Aggiornato il 21 luglio 2026

San Daniele

La vita e il ministero

La vicenda terrena di San Daniele ebbe inizio a Gerusalemme intorno all'anno seicento venti avanti Cristo. Durante la giovinezza, il profeta subì la sorte della deportazione a Babilonia, imposta da Nabucodonosor tra il seicento sei e il seicento cinque avanti Cristo. Nonostante la condizione di esiliato, Daniele seppe distinguersi per virtù e intelligenza, arrivando a occupare posizioni di grande rilievo come principe di Babilonia e prefetto dei sapienti. La sua autorità non fu mai fine a se stessa, ma sempre orientata al servizio della verità divina in un contesto pagano e ostile.

La sua esistenza fu costellata di interventi prodigiosi che manifestarono la potenza di Dio. Egli fu interprete dei segni celesti, come accadde per il sogno della statua di metalli diversi e per la misteriosa scrittura che apparve durante il banchetto di Baltassar, presagio di mutamenti imminenti. Oltre a queste prove di sapienza, Daniele si distinse per il suo amore viscerale verso la giustizia, dimostrato nel salvataggio di Susanna, strappata a una condanna a morte ingiusta grazie al suo intervento risolutivo. La sua vita fu costantemente illuminata dal dialogo con il trascendente, in particolare attraverso le visioni profetiche che ricevette e che l'angelo Gabriele gli spiegò con cura, offrendogli una comprensione profonda dei disegni che il Signore custodiva per il futuro del mondo e del suo popolo.

Il culto e la memoria

La figura di San Daniele occupa un posto di grande rilievo nella tradizione spirituale e liturgica. La sua testimonianza di fedeltà incorrotta, mantenuta integra nonostante le pressioni e le tentazioni del potere babilonese, continua a rappresentare un modello di coerenza per ogni credente. Il suo culto attraversa i secoli, richiamando alla mente di chi legge le Scritture la certezza che Dio non abbandona mai i suoi servi, neppure nelle terre dell'esilio e del silenzio.
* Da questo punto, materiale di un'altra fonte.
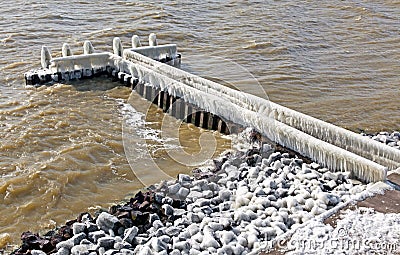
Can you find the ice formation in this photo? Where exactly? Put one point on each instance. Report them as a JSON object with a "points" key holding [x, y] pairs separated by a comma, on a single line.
{"points": [[136, 42], [45, 57], [361, 231], [329, 145], [152, 39], [340, 137], [88, 48], [117, 46]]}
Nella Chiesa greca, in particolare, la memoria di questo profeta è celebrata con solennità il diciassette dicembre, oppure nella domenica che precede il Santo Natale, sottolineando il suo ruolo di messaggero che prepara la via alla pienezza dei tempi. La Chiesa latina onora la sua figura il ventuno luglio, offrendo ai fedeli l'opportunità di riflettere sulla sua capacità di ascoltare la voce di Dio in ogni circostanza. Egli rimane, ancora oggi, una guida per chi cerca di discernere la presenza del Signore nelle vicende della storia umana.

Domande frequenti

Quando si festeggia San Daniele?

Nella Chiesa latina si festeggia il ventuno luglio. Nella Chiesa greca la ricorrenza cade il diciassette dicembre o la domenica precedente il Natale.